たとえば、デフォルトのJDBC OCIドライバを使用して、Foo.java
をロードしてコンパイルするには、次のようにloadjava
を実行します。
loadjava -user HR -resolve Foo.java
Password: password
あるいは、次のコマンドを入力し、JDBC Thinドライバを使用してロードします。

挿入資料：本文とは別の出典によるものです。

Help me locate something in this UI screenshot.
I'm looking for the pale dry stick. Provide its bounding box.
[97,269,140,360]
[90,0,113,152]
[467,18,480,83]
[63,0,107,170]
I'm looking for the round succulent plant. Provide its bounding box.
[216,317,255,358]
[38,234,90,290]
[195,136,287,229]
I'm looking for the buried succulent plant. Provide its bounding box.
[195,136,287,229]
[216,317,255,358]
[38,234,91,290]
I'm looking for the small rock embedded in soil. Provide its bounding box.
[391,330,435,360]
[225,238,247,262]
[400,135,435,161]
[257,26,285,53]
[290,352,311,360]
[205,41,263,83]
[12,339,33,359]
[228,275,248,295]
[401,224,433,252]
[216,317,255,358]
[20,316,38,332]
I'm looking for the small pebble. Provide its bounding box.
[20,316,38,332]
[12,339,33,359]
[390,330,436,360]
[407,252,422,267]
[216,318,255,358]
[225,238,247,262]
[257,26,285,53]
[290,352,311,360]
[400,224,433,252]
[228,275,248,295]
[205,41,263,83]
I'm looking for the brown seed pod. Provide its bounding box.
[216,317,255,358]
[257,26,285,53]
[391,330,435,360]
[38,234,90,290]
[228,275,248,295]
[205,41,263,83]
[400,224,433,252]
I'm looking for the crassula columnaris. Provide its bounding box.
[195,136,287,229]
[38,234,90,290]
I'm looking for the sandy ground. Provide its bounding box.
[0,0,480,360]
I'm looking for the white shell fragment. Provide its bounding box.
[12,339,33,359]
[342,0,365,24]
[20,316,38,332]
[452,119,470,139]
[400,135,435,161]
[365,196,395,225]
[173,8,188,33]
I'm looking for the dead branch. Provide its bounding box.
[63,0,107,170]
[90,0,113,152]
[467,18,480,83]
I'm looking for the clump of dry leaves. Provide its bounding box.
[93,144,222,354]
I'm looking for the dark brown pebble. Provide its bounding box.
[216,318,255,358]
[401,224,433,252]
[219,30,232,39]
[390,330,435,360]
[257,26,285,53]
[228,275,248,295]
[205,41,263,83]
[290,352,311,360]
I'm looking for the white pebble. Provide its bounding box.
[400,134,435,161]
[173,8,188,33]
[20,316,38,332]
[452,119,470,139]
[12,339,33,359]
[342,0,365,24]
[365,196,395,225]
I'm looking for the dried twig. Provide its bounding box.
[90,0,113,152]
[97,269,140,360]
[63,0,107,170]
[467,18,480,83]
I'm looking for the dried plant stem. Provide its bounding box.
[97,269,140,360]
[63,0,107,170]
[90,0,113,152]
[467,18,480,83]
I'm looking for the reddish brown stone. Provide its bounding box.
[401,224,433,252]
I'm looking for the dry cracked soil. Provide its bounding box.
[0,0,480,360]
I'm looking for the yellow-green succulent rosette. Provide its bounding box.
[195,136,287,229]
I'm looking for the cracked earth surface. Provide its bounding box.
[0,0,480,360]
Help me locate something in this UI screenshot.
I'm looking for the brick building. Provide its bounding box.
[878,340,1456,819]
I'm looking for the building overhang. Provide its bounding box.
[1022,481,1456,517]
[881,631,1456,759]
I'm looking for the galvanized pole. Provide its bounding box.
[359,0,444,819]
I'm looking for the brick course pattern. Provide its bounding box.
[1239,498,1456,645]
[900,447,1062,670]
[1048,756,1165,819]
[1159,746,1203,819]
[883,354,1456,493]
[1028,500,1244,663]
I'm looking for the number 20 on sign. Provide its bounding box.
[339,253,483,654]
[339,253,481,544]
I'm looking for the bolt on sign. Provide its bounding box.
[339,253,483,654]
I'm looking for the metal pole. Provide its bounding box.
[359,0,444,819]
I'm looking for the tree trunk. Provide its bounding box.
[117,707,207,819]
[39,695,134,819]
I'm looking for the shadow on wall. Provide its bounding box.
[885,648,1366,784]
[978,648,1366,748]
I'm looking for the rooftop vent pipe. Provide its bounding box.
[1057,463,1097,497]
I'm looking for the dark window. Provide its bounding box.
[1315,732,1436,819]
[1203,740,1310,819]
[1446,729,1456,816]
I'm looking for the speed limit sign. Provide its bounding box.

loadjava -thin -user HR@localhost:5221:orcl -resolve Foo.java
Password: password
いずれの方法でも、ソース・スキーマ・オブジェクトに加えて、適切なクラス・スキーマ・オブジェクトが作成されます。
ノート:
通常はできるかぎりクライアントでソースをコンパイルし、ソース・ファイルではなく、.class
ファイルをサーバーにロードすることをお薦めします。
7.5.2 JVMコマンドラインの使用
JVMコマンドライン・オプションを使用してファイルをロードすることもできます。Oracle JVMへのコマンドライン・インタフェースは、JDKまたはJREのシェル・コマンドの使用方法と似ています。次のことが可能です。
-
標準の
-classpath
構文を使用して、ロードするクラスの検索場所を示します。 -
標準の
-D
構文を使用して、システム・プロパティを設定します。
このインタフェースは、文字列(VARCHAR2
)引数を取り、この引数をコマンドライン入力として解析するPL/SQLファンクションです。形式が適切であれば、Oracle JVMで指定のJavaメソッドを実行します。これを実行するために、PL/SQLのパッケージDBMS_JAVA
には次のファンクションが用意されています。
-
runjava
runjava
ファンクションを使用するには、次のようにします。FUNCTION runjava(cmdline VARCHAR2) RETURN VARCHAR2;
-
runjava_in_current_session
runjava_in_current_session
ファンクションを使用するには、次のようにします。FUNCTION runjava_in_current_session(cmdline VARCHAR2) RETURN VARCHAR2;
ノート:
Oracle Database 11gリリース1以降には、Oracle JVM環境用のJust-In-Time(JIT)コンパイラがあります。Oracle JVMのJITコンパイラでは、以前のネイティブ・コンパイラと比較して高度な技術を使用し、動的に生成されたコードをコンパイルするため、実行速度が上がります。以前のネイティブ・コンパイラと異なり、JITコンパイラにはCコンパイラが必要ありません。プラグインのサポートがなくても有効です。